To all current and future professors: I’d like to apologize – I am a journalism student.
I apologize for all the due dates I’ll miss and all the extensions I’ll beg for as final acts of desperation. It’s just that your deadlines fail to incite the same sense of urgency within me as an imminent publication date. Try telling me my reflection on Ignatian spirituality is slated to hit the newsstands in two days, and perhaps I’ll procrastinate less.
I should also mention that I might be a little late – or not present – for some of your classes. It’s possible that I’m stuck in an interview, hiding in a bush with a camera, or maybe en route when a peaceful demonstration gone awry ignited my reporter instinct. But most likely I’m taking a nap after staying up ’till 5 a.m. putting together a newspaper.
And if I do show up to class, I’m sorry for looking out the window most of the time. I’m not trying to be rude – I’m just inherently curious about my surroundings.
To the math and science professors whose classes I’ll inevitably flounder in – I’m sorry I was unable to test out of these requirements and now exist as the bane of your careers in the class you’re too smart to teach. And I apologize for asking you to repeat the steps of DNA replication for the 10th time. I honestly still don’t get it.
To the professors who have to grade my papers – please understand that my writing style is different.
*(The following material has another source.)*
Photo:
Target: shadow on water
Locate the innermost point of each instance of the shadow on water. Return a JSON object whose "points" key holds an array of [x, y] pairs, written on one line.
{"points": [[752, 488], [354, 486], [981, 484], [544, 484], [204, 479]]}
I’ve learned to be frugal with my words and lucid to the point of invisibility after learning to write for a city that generally reads on a fourth-grade level, and for a world with a nonexistent attention span. So, the paper you assigned that was supposed to be 10 pages will probably end up clocking in at five and will be as challenging to read as a Nicholas Sparks novel.
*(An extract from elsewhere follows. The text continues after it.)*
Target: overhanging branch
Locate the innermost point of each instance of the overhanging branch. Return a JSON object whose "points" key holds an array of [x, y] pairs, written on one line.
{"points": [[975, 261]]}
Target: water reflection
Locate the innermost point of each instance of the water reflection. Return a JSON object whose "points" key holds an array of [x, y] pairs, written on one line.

Also, if you notice any discrepancies in my writing that diverge from the rest of academia – blame it on the Associated Press Stylebook.
I’m bright and brimming with potential – and might earn a solid GPA based on that – but I’m really just not good at being a student. I often attempt to apply myself, only to be inhibited by the many shortcomings plaguing right-brained, idealistic people such as myself.
But in exchange for the difficulty I’ll cause, I promise the only service I can competently render – to let you know what’s happening around you.